Bradypedestrianism-wise, Mario had not so much club feet as more like
block
feet: not only flat but perfectly square, good for kicking knob-fumbled doors open
with but too short to be conventionally employed as feet: together with the lordosis
in his lower spine, they force Mario to move in the sort of lurchy half-stumble of
a vaudeville inebriate, body tilted way forward as if into a wind, right on the edge
of pitching face-first onto the ground, which as a child he did fairly often, whether
given a bit of a shove from behind by his older brother Orin or no. The frequent forward
falls help explain why Mario’s nose was squished severely in and so flared out to
either side of his face but did not rise from it, with the consequence that his nostrils
tended to flap just a bit, particularly during sleep.
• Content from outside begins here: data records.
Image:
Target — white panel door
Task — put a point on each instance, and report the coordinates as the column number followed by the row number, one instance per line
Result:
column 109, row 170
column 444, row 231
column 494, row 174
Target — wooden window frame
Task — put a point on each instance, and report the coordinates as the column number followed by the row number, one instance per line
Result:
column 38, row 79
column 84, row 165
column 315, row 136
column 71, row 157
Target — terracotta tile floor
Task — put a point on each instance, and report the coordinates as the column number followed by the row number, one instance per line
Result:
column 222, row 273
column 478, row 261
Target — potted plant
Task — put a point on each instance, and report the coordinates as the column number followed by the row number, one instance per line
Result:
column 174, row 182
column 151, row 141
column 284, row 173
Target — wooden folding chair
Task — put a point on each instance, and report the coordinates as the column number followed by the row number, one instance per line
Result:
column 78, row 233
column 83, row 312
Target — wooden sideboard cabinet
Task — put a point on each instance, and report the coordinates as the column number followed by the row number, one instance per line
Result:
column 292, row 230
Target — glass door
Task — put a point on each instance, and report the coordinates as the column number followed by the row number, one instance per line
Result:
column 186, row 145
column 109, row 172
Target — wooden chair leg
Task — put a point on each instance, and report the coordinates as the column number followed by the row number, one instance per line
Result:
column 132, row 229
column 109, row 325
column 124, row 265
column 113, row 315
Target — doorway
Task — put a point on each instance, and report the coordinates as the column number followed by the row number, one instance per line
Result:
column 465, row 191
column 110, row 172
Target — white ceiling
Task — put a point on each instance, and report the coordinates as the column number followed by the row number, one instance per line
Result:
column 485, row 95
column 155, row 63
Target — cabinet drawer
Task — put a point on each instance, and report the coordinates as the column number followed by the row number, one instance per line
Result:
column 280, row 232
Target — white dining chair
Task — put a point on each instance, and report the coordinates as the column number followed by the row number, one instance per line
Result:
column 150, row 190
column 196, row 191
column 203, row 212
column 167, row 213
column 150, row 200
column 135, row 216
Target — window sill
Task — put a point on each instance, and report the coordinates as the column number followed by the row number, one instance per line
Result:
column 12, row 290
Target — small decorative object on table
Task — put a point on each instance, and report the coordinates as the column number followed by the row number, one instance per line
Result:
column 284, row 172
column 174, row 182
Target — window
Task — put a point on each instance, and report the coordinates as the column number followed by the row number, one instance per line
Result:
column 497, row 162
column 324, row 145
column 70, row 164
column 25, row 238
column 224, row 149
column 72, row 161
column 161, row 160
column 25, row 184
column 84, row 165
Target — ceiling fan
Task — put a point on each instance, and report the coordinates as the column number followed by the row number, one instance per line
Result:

One eyelid hung lower than the
other over his open eyes—good and gently brown eyes, if a bit large and protrusive
to qualify as conventionally human eyes—the one lid hung like an ill-tempered windowshade,
and his older brother Orin had sometimes tried to give the recalcitrant lid that smart
type of downward snap that can unstick a dicky shade, but had succeeded only in gradually
loosening the lid from its sutures, so that it eventually had to be refashioned and
reattached in yet another blepharoplasty-procedure, because it was in fact not Mario’s
real eyelid—that had been sacrificed when the fist stuck to his face like a tongue
to cold metal had been peeled away, at nativity—but an extremely advanced blepharoprosthesis
of dermal fibropolymer studded with horsehair lashes that curved out into space well
beyond the reach of his other lid’s lashes and together with the lazy lid-action itself
gave even Mario’s most neutral expression the character of an oddly friendly pirate’s
squint. Together with the involuntarily constant smile.